An algorithm is not patent eligible subject matter.
Even if coupled with a generic computer which does nothing, but carry out the algorithm since the Alice-decision of 2014 by the SCOTUS.
Software may be patent eligible subject matter, still.
This means, an invention that includes software may still be granted a utility patent if it is not obvious, for example a system.
Even if the permutations majorly relate to the software component, and the system only uses one additional hardware component beyond a generic computer, it may still be a system which will incorporate software, and thereby protect the software much more broadly than copy right would; in this sense, the software will be subject to a utility patent. Independent claims of systems typically list the hardware component necessary and sufficient to run the broadest embodiment of the invention.
Furthermore, one may obtain a patent for a "computer program product" which is effectively described as the software stored on a storage device, in this sense, an embodiment of such a patent could be a thumb-drive that one copies the algorithm as software code that will perform operations on a generic computer.
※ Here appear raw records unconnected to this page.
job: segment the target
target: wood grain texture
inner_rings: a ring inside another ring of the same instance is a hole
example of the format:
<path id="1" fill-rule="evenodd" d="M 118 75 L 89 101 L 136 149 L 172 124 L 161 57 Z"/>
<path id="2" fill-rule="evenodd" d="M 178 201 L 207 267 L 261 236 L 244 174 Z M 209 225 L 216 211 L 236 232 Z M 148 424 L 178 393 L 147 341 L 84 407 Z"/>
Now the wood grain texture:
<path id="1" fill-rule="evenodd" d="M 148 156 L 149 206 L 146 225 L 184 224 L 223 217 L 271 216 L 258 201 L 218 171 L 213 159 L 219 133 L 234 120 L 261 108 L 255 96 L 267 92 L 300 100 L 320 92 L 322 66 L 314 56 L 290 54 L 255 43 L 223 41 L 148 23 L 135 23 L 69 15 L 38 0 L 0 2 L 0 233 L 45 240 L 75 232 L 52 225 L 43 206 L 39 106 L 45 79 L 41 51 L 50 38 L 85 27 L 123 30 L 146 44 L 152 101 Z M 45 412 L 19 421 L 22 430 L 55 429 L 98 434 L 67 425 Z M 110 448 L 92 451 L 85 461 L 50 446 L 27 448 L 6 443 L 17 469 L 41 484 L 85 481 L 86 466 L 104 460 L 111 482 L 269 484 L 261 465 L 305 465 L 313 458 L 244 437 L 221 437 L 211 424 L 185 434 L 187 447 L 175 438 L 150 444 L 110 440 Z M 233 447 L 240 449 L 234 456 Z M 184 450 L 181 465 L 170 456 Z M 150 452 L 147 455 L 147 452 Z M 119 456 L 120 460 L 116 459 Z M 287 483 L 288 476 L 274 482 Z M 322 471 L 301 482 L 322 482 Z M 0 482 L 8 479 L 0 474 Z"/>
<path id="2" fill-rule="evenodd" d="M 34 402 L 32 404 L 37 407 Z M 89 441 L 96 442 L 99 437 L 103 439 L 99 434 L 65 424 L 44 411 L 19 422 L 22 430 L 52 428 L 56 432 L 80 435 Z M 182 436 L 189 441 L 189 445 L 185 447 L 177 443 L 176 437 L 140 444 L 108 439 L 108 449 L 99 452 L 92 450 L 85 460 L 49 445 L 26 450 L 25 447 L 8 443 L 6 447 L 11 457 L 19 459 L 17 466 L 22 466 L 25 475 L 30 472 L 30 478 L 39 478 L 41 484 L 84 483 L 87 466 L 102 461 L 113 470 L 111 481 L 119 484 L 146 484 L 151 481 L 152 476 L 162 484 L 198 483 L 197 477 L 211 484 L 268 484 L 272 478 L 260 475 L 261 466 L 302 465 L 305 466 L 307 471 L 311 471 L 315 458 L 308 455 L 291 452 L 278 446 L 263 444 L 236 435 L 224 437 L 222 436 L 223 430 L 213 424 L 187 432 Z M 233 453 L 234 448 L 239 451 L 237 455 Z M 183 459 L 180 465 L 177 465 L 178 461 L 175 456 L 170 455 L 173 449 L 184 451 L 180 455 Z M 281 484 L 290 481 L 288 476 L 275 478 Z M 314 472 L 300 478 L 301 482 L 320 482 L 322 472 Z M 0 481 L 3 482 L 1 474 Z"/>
As a third way to obtain patent on software (not an algorithm, but a chain of computer instructions such) is to describe the algorithm as a method. Method patents don't necessarily lay out the generic computer prerequisites.
It is common practice to describe patent eligible subject matter software in their patent-sought embodiments as each a system, a computer program product and a method.
The U.S. used to have the most liberal patent system favoring software - and even algorithm related - subject matters for the purposes of utility patent applications.
It is debatable that now the EPO is more liberal in this sense, my experience is that it is not; the EPO is still more restrictive, and it will be the same with the Unitary Patent of the EU as well.